After the policeman left, the woman in the floral dress came to Lola’s side. “Here,” she said, offering a package of Kleenex from her pocketbook. “I’m sorry about your friend.” Lola nodded and rubbed the stain on her skirt, making it worse. “It was good you were there for him.” she said. “I was at my mother’s bedside when she died.” Lola gave back the package of Kleenex, bundling the stained one in her fist. “It’s a gift,” the woman said, “Letting you be there during their last adventure.”
“He didn’t die, did he?” Lola asked. “Not like that.” She looked over at the dirty platform and her eyes misted.
The woman patted her shoulder and was about to walk away but turned and asked, “Are you going to be all right?” Lola nodded. “I’ll walk you to work.” Lola nodded and together they came out of the shadows of the subway and into the bright sunlit street.
That night when Lola told Annabelle about Louis and the woman in the floral dress, Annabelle smiled. “See?” she said, “That wasn’t so bad was it.”
Lola slammed down her fork. “What are you talking about?” she shouted. “Louis died in my arms, mama.”
Annabelle reached across the table and took her hand, “And you were there to comfort him.

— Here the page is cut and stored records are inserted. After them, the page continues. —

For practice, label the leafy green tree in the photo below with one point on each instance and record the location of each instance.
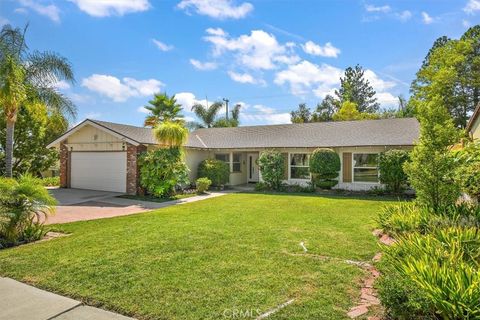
(207, 115)
(162, 108)
(28, 78)
(171, 134)
(272, 166)
(354, 87)
(162, 170)
(325, 110)
(451, 70)
(301, 115)
(325, 166)
(349, 111)
(431, 171)
(34, 129)
(390, 166)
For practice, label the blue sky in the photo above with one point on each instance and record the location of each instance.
(268, 55)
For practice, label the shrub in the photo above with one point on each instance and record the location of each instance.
(23, 202)
(444, 266)
(432, 166)
(390, 166)
(324, 165)
(216, 170)
(401, 297)
(272, 166)
(468, 170)
(203, 184)
(162, 170)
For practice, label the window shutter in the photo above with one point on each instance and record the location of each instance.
(347, 167)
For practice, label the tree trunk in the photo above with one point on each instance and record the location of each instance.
(9, 149)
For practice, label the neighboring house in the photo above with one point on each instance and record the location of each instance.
(101, 155)
(473, 126)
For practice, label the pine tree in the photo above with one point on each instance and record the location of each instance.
(354, 87)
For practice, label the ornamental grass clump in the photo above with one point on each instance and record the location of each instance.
(23, 204)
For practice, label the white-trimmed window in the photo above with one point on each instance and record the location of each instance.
(225, 157)
(299, 166)
(365, 167)
(236, 162)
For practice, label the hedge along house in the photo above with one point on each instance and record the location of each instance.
(101, 155)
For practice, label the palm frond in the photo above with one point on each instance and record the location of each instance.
(54, 100)
(47, 68)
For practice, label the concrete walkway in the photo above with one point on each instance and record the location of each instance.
(74, 207)
(23, 302)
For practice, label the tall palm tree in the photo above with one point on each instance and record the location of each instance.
(207, 114)
(29, 79)
(162, 108)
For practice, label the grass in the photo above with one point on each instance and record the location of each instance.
(156, 199)
(208, 259)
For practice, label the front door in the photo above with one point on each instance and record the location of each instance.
(253, 175)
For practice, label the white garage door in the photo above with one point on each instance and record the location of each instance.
(105, 171)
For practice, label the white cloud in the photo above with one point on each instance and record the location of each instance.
(205, 66)
(62, 85)
(142, 109)
(328, 50)
(426, 18)
(264, 115)
(3, 21)
(93, 115)
(259, 50)
(218, 9)
(472, 6)
(245, 78)
(404, 15)
(51, 11)
(105, 8)
(162, 46)
(382, 9)
(118, 90)
(306, 76)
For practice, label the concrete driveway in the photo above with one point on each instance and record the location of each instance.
(78, 205)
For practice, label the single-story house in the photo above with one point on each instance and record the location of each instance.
(473, 126)
(102, 155)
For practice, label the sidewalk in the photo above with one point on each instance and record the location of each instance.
(23, 302)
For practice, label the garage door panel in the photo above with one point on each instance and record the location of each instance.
(105, 171)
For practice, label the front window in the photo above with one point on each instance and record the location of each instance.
(365, 167)
(299, 167)
(236, 163)
(223, 157)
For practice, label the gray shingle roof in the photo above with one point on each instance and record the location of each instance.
(384, 132)
(140, 134)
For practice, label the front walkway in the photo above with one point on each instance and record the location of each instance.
(20, 302)
(109, 205)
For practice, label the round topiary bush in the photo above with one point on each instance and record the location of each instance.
(217, 171)
(324, 166)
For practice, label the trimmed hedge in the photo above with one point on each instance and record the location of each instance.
(216, 170)
(324, 166)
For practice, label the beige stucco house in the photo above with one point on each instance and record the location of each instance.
(102, 155)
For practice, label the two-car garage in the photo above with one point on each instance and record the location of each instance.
(106, 171)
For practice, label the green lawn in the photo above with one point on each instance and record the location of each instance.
(194, 261)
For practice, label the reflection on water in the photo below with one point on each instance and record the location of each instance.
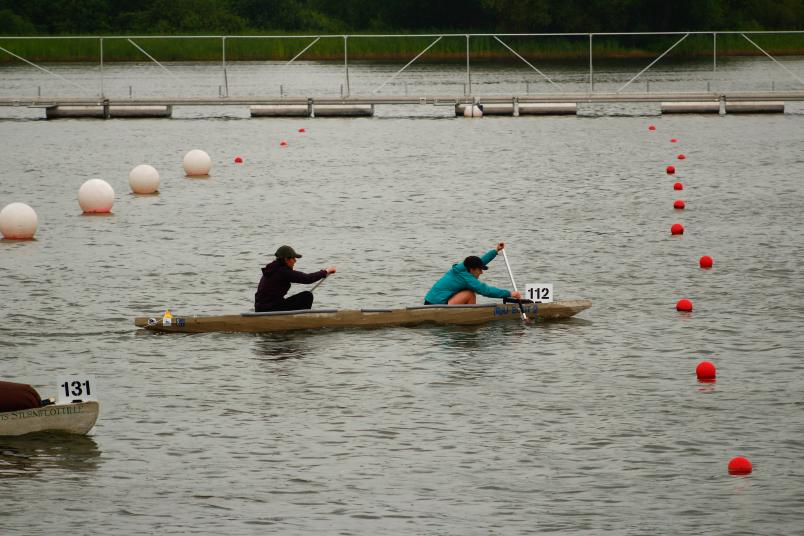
(279, 346)
(32, 454)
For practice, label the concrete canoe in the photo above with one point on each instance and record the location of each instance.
(363, 318)
(77, 418)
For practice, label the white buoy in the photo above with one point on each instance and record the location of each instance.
(197, 162)
(472, 111)
(143, 179)
(96, 196)
(18, 222)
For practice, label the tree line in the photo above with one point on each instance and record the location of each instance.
(170, 17)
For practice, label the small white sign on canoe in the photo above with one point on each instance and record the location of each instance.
(539, 292)
(70, 388)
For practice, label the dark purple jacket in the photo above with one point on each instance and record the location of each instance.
(276, 280)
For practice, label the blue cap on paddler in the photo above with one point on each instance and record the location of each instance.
(473, 261)
(287, 252)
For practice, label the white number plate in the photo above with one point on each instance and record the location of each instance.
(75, 388)
(539, 292)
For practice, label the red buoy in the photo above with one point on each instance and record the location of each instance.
(684, 305)
(740, 466)
(705, 371)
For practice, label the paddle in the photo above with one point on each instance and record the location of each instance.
(511, 274)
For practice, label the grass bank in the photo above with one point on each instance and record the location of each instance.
(72, 49)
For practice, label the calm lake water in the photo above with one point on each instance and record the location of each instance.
(593, 425)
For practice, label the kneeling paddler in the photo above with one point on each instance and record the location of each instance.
(277, 277)
(461, 284)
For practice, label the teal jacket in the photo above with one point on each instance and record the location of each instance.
(459, 278)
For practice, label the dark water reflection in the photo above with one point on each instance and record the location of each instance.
(36, 454)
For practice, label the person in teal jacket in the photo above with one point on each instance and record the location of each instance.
(461, 284)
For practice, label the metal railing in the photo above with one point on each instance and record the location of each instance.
(225, 87)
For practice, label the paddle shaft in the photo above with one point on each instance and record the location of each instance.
(319, 283)
(513, 283)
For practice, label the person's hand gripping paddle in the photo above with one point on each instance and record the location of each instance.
(330, 271)
(513, 283)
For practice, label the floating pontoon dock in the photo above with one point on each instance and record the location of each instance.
(363, 106)
(561, 98)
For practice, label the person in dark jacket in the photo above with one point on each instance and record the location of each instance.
(275, 283)
(17, 396)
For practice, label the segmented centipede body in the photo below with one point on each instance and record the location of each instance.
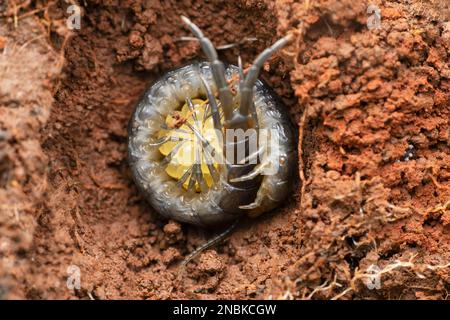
(208, 143)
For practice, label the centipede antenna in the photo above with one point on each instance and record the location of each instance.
(253, 73)
(210, 243)
(217, 68)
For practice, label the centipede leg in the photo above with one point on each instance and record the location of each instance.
(210, 243)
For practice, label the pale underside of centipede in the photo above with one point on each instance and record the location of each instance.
(209, 142)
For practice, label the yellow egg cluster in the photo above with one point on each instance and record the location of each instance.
(185, 156)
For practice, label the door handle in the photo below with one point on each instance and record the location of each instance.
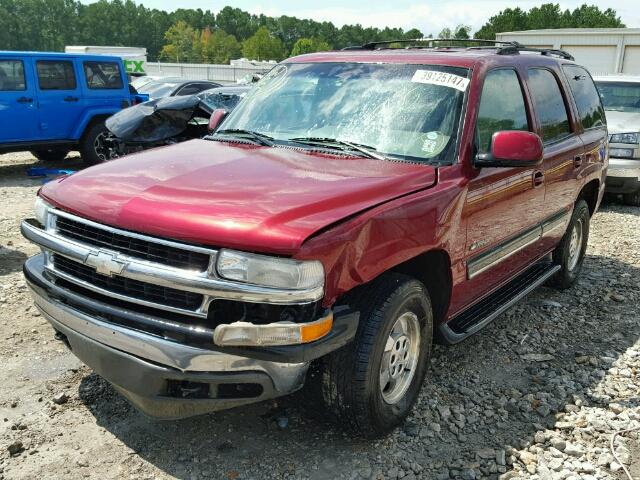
(538, 178)
(577, 161)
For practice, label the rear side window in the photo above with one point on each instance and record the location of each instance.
(12, 76)
(549, 105)
(102, 75)
(586, 96)
(55, 75)
(502, 107)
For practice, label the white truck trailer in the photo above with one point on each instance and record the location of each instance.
(604, 51)
(135, 58)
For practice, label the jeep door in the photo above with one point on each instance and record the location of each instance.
(60, 102)
(18, 111)
(503, 205)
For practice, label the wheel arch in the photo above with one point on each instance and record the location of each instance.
(589, 193)
(433, 269)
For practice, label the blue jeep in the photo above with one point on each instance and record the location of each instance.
(51, 103)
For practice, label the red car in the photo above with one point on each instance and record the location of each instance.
(354, 207)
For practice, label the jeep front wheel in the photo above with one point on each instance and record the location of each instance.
(371, 384)
(93, 147)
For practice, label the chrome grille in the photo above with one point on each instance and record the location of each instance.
(132, 288)
(132, 246)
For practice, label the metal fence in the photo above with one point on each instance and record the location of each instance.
(196, 71)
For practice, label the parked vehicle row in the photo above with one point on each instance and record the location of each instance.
(51, 103)
(353, 208)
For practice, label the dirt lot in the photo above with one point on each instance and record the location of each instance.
(537, 394)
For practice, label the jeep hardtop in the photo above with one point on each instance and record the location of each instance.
(353, 208)
(51, 103)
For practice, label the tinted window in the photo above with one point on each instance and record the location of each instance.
(501, 107)
(56, 75)
(586, 96)
(549, 105)
(620, 96)
(102, 75)
(12, 75)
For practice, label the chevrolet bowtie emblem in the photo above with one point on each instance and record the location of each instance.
(105, 263)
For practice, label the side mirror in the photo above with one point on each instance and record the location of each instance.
(512, 148)
(216, 118)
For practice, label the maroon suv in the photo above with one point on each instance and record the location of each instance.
(353, 208)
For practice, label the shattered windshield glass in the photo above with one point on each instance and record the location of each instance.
(400, 111)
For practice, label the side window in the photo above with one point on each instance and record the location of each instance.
(102, 75)
(501, 107)
(549, 105)
(586, 97)
(56, 75)
(12, 76)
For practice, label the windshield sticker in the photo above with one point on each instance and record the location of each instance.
(443, 79)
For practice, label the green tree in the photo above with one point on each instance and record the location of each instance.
(181, 39)
(218, 46)
(309, 45)
(263, 46)
(549, 15)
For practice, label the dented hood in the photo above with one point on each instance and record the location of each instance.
(229, 195)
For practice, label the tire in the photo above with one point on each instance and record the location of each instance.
(632, 199)
(50, 154)
(349, 379)
(90, 149)
(570, 252)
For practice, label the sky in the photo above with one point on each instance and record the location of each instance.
(428, 16)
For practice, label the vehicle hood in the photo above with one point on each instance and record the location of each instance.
(622, 122)
(231, 195)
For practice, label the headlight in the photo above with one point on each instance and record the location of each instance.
(625, 137)
(270, 271)
(41, 209)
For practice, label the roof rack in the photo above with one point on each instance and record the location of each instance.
(429, 41)
(503, 47)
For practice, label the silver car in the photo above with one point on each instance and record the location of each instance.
(621, 99)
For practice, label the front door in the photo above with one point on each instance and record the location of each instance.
(18, 107)
(503, 205)
(60, 99)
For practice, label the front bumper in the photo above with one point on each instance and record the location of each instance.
(167, 379)
(623, 175)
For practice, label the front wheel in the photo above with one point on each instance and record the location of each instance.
(93, 145)
(570, 252)
(371, 384)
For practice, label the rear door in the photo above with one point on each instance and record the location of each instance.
(502, 207)
(18, 108)
(103, 84)
(60, 102)
(592, 119)
(563, 149)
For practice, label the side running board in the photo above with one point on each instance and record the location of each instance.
(477, 316)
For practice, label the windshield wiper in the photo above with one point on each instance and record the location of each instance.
(365, 150)
(257, 137)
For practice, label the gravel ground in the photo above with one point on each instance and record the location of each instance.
(535, 395)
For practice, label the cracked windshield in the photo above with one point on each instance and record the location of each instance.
(406, 112)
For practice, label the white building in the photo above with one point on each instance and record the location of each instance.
(603, 51)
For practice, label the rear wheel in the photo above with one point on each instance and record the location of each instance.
(570, 252)
(632, 199)
(371, 384)
(93, 146)
(50, 154)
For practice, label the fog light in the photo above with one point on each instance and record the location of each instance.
(280, 333)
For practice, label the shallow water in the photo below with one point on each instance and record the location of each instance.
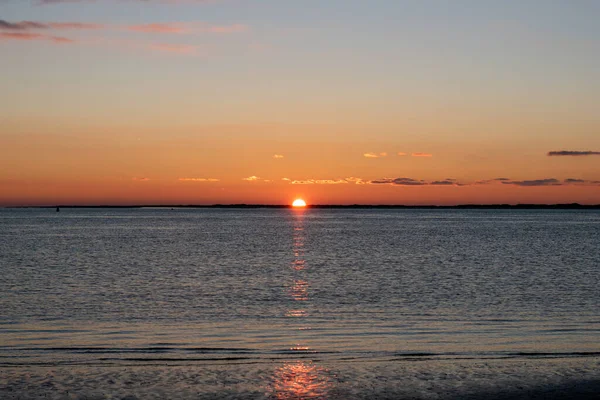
(206, 287)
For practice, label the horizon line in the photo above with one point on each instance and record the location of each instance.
(325, 206)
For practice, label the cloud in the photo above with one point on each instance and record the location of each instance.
(573, 153)
(374, 155)
(357, 181)
(399, 181)
(320, 182)
(34, 36)
(186, 28)
(535, 182)
(157, 28)
(175, 48)
(21, 26)
(33, 25)
(198, 180)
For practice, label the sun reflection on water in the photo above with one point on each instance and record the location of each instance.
(299, 380)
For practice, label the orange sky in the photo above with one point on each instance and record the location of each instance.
(180, 102)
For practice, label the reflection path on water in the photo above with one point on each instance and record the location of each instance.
(299, 379)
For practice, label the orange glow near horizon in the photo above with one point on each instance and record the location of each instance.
(299, 203)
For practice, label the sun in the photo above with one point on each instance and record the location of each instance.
(299, 203)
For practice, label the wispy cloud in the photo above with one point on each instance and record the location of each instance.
(157, 28)
(374, 155)
(186, 28)
(36, 30)
(320, 182)
(198, 180)
(535, 182)
(34, 36)
(357, 181)
(34, 25)
(573, 153)
(399, 181)
(174, 48)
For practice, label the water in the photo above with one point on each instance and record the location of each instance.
(296, 287)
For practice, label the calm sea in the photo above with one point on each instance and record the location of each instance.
(110, 286)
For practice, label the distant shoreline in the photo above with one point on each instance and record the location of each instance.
(572, 206)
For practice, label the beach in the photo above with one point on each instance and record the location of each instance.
(281, 304)
(465, 379)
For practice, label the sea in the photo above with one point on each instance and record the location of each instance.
(296, 303)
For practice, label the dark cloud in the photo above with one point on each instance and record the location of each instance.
(573, 153)
(536, 182)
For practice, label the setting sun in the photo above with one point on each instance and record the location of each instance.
(299, 203)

You weren’t afraid where you?” She asked softly. Lola thought it over then shook her head and smiled.
That night the dream crept back. The casket was closing, her father’s eyes snapped open and they were Annabelle’s green eyes with the tiny blue star. He winked as the lid closed and Lola woke up screaming. Annabelle, her white nightgown billowing around her in the moonlight rushed into the room. “What’s wrong?” she cried.
“I had a nightmare.” Lola sat up in bed. Perspiration drenched her pajamas and she held her hand against her throat as though trying to push her heart back into her chest.
“About what?”
“I don’t know,” Lola lied. She lay down on her side with her back to Annabelle who crawled under the covers behind her and put her arm around her waist. “Shhh,” Annabelle said, “Go back to sleep.” Lola felt like a terrified child whose goal in life was to find a refrigerator crate large enough to house an adult.
It seemed to Lola that everything in life happened in clumps. Shortly after Louis died it was discovered he had been embezzling from Harvard and Humphrey long enough to sink the agency like a depressive en route to a deep pool with a pocket full of rocks.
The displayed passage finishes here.